In 2001, I chaired a Mailing Industry CEO Council when less than 20 pieces of anthrax-laced mail were delivered over a one-month period. The public was frightened because of over-reporting by the media, but we reminded Americans that 20 billion pieces were delivered over that month that did not contain anthrax. The odds of anthrax affecting individuals during the height of the crisis was 1 in a billion.

When people are consumed with fear, they often exhibit common biases that make them believe a bad event is more probable than it is. Recency (something that happened recently has more impact), vividness (an extremely low probability airplane crash causes us to overestimate airplane crash risks), and immediacy (something that happened to a loved one) alter perceptions.

We also are afraid of threats from people we do not know or understand. After 9/11, the fear of terrorist actions by Americans of Arab descent was exaggerated and irrational. 

We also must withhold judgment on negative events until they are investigated by authorities. The recent murder of a successful entrepreneur on a San Francisco street was reported initially as a random killing. This was believable because San Francisco has become more dangerous. We soon learned, however, that the alleged killer and the victim not only knew each other, but that the killing was likely precipitated by a romantic conflict. Amber alerts may cause parents to fear random kidnappings, but almost all Amber alerts are actually triggered by non-custodial situations.

Even authoritative sources make incorrect predictions

Sometimes, public authorities will deliberately or inadvertently make mistaken predictions or assessments. One unfortunate consequence of the pronouncements about the risks of the SARS Cov-2 virus is that public health authorities opted to convey a higher degree of certainty than the facts warranted, probably because they believed that conveying a greater risk would result in better containment. They had incomplete knowledge about this novel virus and new variants appeared. Unfortunately, their imprecise and inaccurate communications often stoked fears that, for most people, were unwarranted. Certain topics are incapable of certainty, even if the tone of public messaging conveys otherwise.

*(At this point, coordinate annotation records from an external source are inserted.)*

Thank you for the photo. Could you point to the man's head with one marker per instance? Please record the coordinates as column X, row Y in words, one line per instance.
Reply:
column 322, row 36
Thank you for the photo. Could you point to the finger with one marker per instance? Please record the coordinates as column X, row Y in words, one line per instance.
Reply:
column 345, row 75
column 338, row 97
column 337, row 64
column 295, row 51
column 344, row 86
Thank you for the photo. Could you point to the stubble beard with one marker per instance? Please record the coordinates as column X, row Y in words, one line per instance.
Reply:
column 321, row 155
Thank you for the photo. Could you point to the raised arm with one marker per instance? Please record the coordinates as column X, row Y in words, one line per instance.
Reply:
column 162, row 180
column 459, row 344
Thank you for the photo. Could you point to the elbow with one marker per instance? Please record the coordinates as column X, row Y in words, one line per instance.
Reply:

Threats are not as certain as they might appear

Fifteen months ago, Russia invaded Ukraine. Many experts predicted that the invasion would be successful within a few weeks and that Russia would easily prevail because of the Russians’ apparent advantages in manpower and weaponry. 

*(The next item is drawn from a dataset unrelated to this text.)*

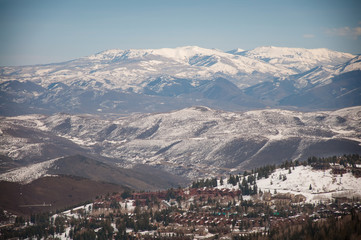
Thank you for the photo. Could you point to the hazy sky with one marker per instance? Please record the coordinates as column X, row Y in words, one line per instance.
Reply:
column 44, row 31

They were wrong. They underestimated Ukraine’s resilience, resourcefulness, and external support, and ignored Russia’s vulnerabilities. 

We similarly overestimated the power of the Soviet Union when it invaded Afghanistan in 1979. The Soviets withdrew after a humiliating and exhausting struggle in 1987,  just as we withdrew 33 years later. 

Many situations in our own lives have a similar dynamic. Seemingly powerful people and institutions are more vulnerable than we realize.

Do not fear failure

Many of us fear failure in anything we do.  But failure is embedded in every life pursuit. The greatest athletes and entertainers experience failure on their way to success. Thomas Edison redefined failed experiments as experiments in learning what did not work on the way to learning what did. Those who never fail will be fragile and brittle when failure inevitably happens. 

Avoid fear-inducing, threatening people.

As sensible as this sounds, too many people spend too much time in the grip of those who, either deliberately or unintentionally, induce fear in them. Avoid fear-inducing media or social network sites. Disregard the lurid headlines in so-called news stories. By definition, a negative event is “news” because it is not the norm. We must build positive support systems and wean ourselves from negative, destructive people. 


We cannot eliminate fear-inducing stimuli from our lives, but we can build up our ability to cope with them. It does not happen overnight, but believing that can bring fear under control by building our critical thinking capability is health-promoting.